Generate TM2Source Projects for Mapbox Studio Classic

Takes a tileset definition and generates a TM2Source YAML project file. You need to provide PostgreSQL database connection settings before generating the project.

generate-tm2source <tileset> --host="localhost" --port=5432 --database="osm" --user="osm" --password="osm"

Import OSM Borders

The import-borders script will take the first PBF file from the /import dir (by default), extract borders with osmborder tool, and import resulting CSV file into the database as osm_border_linestring table (by default). Example usages:

import-borders                      # Parse and import first PBF file in PBF_DATA_DIR
import-borders [import] planet.pbf  # Parse and import planet.pbf
import-borders parse planet.pbf     # Parse planet.pbf into a CSV file, but do not import
import-borders load borders.csv     # Load borders.csv into a table

This utility requires PostgreSQL's PG* environment variables, and optionally uses PBF_DATA_DIR, BORDERS_PBF_FILE, BORDERS_CSV_FILE, BORDERS_TABLE_NAME.

Importing into Postgres

The import-sql script can execute a single SQL file in Postgres when the file is given as the first parameter.

If ran without any arguments, import-sql executes all of the following:

  • SQL files from $SQL_TOOLS_DIR - contains all SQL files to be imported before the ones generated by OpenMapTiles project. By default, contains OMT fork of the Mapbox's postgis-vt-util.sql helper functions and contains the sql/language.sql script. (as 10_postgis-vt-util.sql - the file name has to be imported before files in /sql)
  • SQL files from $SQL_DIR - defaults to /sql -- this directory should contain the results of the generate-sql --dir ... script and possibly other user-defined sql scripts. If this directory contains parallel/ subdirectory, import-sql will assume the parallel/*.sql files are safe to execute in parallel, up to MAX_PARALLEL_PSQL at a time (defaults to 5). The script will also execute run_first.sql before, and run_last.sql after the files in parallel/ dir (if they exist).

Generating and importing SQL could be done in a single step with &&, e.g.

generate-sqltomvt openmaptiles.yaml > "$SQL_DIR/mvt.sql" && import-sql

Optionally you may pass extra arguments to psql by using PSQL_OPTIONS environment variable. For example PSQL_OPTIONS=-a makes psql echo all commands read from a file into stdout. PSQL_OPTIONS allows multiple arguments as well, and understands quotes, e.g. you can pass a whole query as a single argument surrounded by quotes -- PSQL_OPTIONS="-a -c 'SELECT ...'"

Environment variables

Most PostgreSQL-related images support standard PostgreSQL environment variables like PGUSER, PGPASSWORD, PGHOST, PGDATABASE, and optionally PGPORT.

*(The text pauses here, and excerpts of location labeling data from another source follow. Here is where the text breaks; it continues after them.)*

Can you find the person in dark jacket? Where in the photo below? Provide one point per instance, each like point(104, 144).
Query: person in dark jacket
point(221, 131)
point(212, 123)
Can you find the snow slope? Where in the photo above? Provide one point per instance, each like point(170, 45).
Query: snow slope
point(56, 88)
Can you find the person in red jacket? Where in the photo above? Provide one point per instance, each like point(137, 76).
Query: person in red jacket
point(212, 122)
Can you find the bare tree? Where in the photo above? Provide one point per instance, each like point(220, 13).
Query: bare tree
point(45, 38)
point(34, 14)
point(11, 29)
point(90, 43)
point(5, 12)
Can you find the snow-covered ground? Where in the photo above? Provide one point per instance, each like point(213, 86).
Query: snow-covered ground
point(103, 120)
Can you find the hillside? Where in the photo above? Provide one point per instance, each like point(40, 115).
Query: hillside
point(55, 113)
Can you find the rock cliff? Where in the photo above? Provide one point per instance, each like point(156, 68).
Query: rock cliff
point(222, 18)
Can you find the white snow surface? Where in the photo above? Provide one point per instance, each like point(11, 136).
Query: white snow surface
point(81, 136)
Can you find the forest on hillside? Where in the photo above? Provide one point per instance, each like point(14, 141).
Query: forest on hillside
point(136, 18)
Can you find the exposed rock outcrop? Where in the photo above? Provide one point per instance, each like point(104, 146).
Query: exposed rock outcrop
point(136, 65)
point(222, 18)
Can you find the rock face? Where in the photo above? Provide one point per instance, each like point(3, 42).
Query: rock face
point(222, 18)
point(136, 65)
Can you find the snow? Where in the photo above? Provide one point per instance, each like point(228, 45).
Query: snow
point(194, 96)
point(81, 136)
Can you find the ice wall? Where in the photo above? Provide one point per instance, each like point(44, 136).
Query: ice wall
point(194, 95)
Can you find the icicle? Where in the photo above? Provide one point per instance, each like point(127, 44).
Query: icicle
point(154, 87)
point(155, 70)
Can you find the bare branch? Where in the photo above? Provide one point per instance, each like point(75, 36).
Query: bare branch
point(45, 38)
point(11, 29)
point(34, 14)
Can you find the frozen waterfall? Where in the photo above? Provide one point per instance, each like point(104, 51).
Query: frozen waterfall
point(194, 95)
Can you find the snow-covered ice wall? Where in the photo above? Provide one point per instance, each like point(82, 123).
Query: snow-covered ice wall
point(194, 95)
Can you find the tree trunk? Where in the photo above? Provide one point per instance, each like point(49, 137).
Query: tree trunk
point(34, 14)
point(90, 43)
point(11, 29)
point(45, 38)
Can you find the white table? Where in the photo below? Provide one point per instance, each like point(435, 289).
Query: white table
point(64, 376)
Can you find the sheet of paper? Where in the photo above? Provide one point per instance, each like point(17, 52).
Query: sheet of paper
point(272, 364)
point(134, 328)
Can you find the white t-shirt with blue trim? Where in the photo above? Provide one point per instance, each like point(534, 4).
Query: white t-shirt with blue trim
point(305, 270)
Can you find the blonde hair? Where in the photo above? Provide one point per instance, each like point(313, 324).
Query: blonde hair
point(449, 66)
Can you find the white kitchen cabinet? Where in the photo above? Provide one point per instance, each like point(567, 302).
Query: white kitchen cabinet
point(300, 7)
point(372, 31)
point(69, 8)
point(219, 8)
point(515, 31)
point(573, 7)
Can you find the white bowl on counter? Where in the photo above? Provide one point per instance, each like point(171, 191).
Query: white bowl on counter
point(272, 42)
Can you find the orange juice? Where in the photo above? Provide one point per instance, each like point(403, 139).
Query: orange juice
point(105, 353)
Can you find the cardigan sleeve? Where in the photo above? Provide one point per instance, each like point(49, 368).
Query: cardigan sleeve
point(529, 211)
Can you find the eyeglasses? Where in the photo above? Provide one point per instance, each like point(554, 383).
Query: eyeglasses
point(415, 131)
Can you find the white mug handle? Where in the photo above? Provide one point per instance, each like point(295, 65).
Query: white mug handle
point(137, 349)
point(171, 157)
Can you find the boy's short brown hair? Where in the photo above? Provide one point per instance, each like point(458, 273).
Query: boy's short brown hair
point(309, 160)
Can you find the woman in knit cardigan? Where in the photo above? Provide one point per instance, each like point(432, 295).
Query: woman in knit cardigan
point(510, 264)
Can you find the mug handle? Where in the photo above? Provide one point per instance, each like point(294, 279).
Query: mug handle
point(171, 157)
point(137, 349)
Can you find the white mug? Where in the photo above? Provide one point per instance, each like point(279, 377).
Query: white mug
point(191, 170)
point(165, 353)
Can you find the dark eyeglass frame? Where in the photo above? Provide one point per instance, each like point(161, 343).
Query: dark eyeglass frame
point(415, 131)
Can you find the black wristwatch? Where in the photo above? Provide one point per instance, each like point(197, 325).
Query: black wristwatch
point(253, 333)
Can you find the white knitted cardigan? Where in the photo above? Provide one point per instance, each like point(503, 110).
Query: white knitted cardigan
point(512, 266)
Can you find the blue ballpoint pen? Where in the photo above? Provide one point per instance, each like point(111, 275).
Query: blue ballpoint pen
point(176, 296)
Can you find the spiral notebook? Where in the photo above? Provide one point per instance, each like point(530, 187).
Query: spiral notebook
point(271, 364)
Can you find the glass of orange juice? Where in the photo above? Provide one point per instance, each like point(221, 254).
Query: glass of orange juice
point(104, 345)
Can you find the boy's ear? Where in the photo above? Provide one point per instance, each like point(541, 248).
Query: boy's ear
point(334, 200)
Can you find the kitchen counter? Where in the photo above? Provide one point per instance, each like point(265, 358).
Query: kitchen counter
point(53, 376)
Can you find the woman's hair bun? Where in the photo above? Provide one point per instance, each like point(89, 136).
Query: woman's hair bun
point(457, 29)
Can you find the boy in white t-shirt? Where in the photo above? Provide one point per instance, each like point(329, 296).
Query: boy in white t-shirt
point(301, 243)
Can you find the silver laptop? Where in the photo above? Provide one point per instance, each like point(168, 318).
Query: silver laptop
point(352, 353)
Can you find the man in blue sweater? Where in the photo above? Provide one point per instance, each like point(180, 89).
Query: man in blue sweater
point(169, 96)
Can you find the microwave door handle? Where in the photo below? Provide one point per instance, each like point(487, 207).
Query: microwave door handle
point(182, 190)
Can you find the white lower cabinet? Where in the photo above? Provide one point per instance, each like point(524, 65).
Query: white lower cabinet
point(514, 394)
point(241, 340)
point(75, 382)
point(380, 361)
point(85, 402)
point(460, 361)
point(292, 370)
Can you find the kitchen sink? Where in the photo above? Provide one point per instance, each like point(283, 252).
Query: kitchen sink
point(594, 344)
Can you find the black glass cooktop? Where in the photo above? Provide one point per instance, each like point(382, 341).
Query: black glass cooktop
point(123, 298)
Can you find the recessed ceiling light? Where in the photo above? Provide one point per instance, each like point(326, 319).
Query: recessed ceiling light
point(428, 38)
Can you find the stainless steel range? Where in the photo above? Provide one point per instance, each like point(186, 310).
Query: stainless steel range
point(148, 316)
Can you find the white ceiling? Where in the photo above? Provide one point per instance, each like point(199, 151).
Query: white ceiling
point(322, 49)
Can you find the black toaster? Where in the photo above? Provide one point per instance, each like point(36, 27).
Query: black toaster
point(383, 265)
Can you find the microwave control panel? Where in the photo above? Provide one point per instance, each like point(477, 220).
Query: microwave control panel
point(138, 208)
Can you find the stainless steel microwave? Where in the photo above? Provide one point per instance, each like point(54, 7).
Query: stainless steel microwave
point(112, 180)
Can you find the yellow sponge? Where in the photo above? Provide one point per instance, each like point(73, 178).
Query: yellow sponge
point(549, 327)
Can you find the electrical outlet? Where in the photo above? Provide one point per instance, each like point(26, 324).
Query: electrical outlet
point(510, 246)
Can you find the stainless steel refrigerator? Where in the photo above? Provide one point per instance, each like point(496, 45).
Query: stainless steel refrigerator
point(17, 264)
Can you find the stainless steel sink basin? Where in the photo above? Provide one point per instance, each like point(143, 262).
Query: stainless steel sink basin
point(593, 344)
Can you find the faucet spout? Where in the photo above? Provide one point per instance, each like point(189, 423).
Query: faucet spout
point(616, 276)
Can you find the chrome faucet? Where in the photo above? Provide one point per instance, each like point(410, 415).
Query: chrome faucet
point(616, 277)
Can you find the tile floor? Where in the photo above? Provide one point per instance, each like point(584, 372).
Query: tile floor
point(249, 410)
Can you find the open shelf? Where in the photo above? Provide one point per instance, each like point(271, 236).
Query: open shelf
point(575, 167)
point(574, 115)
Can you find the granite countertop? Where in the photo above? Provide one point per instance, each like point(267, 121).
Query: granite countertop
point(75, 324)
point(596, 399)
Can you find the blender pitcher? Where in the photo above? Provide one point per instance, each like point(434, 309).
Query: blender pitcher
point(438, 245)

The only exception is the postgis image, which uses different variables (POSTGRES_USER, POSTGRES_PASSWORD, POSTGRES_HOST, POSTGRES_DB, POSTGRES_PORT) during database creation due to how the official Docker postgres image has been set up.

Performance optimizations

Materialized views can be refreshed in parallel using refresh-views command. This could be especially useful if the CREATE MATERIALIZED VIEW statements had WITH NO DATA clause.